In meno di ventiquattr’ore mi sono catapultato dal dramma dell’atomo “cattivo” ai problemi di quello “buono”. Dalla fragorosa tragedia dei 140.000 morti, all’angoscia silenziosa di tutte le persone che non potranno rientrare nelle loro case chissà per quanto. Ironia della sorte, anche queste circa 140.000.
Da Hiroshima a Sendai, dunque, 6 ore di Shinkansen, prima attraverso un’urbanizzazione pressoché continua e poi solcando zone più rurali e boscose. Sendai ha resistito ad un sisma di magnitudo 9, roba che da noi avrebbe annientato qualunque cosa. Nel laboratorio del Prof. Nakamura mi hanno mostrato qualche piccola crepa su un muro, praticamente solo sull’intonaco, e indicato uno strumento (uno di numero) che è stato danneggiato dal sisma. Tre grandi scosse nel giro di 3-4 minuti, molto intense ma con una bassa frequenza di oscillazione. Anche questo spiegherebbe i danni relativamente contenuti della prima parte della tragedia. Ma poi è arrivata l’acqua, pare abbastanza inaspettatamente almeno per quanto riguarda l’altezza prevista delle onde. E soprattutto il black-out conseguente al sisma non ha consentito di allertare adeguatamente una popolazione che invece avrebbe eseguito alla lettera tutti gli ordini.
La linea ferroviaria ad alta velocità in un mese è stata ripristinata, poco dopo anche l’aeroporto, che era stato investito in pieno dall’onda. Ma Fukushima è ancora lì. Le persone con cui ho parlato cercano di schivare l’argomento. O di minimizzare. Ma tenendo conto del loro atteggiamento schivo e del disagio tipicamente giapponese di parlare di ciò che non va, si capisce che la preoccupazione è ancora elevata. Ed emerge che i giovani non intendono ritornare nelle zone colpite, né vicino al mare. Viceversa per gli anziani.
Tematiche che si intrecciano.
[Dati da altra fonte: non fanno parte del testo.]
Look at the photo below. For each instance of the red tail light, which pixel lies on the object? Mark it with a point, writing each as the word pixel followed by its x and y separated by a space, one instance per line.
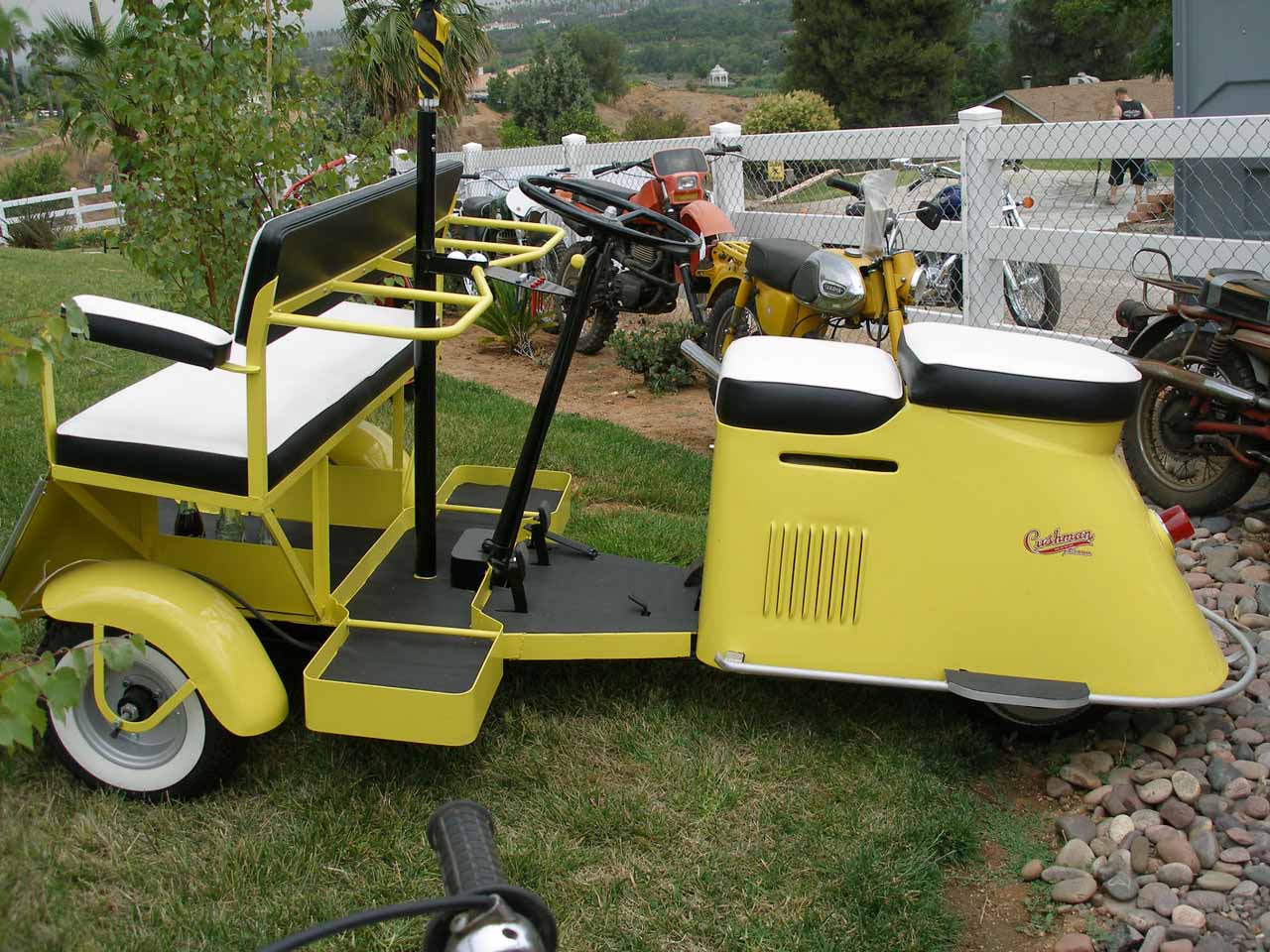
pixel 1176 524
La mitigazione dei cambiamenti climatici, di cui il Giappone è elemento centrale sia dal punto di vista simbolico (Kyoto) che della realtà dei fatti (l’incremento osservato della temperatura in Giappone è molto più elevato di quello medio del pianeta), non può prescindere dall’opzione nucleare. O almeno questo è quanto postulano alcuni tra i più convinti sostenitori della necessità di agire con la massima urgenza (J. Hansen in primis). Eppure proprio qua l’energia nucleare ha mostrato il suo volto peggiore. A causa di un evento estremo quanto si vuole, ma che tuttavia si è puntualmente verificato.
Come ho già avuto modo di dire, le centrali nucleari giapponesi sono ancora tutte ferme, ma pronte a ripartire progressivamente tra alcuni mesi. D’altronde i consumi di energia di questo paese sono molto elevati, e le incrementate importazioni di fossili stanno già pesando sulle bollette energetiche. Le rinnovabili si stanno sviluppando, almeno all’apparenza. Non ho ancora visto turbine eoliche ma ho visto molto fotovoltaico domestico sui tetti. All’incirca come da noi, o forse anche un poco di più. Sviluppatosi soprattutto a partire dal 2011 grazie a forti incentivazioni. Infine del modesto sviluppo della geotermia abbiamo già parlato, ma chissà che anche lì le cose possano cambiare.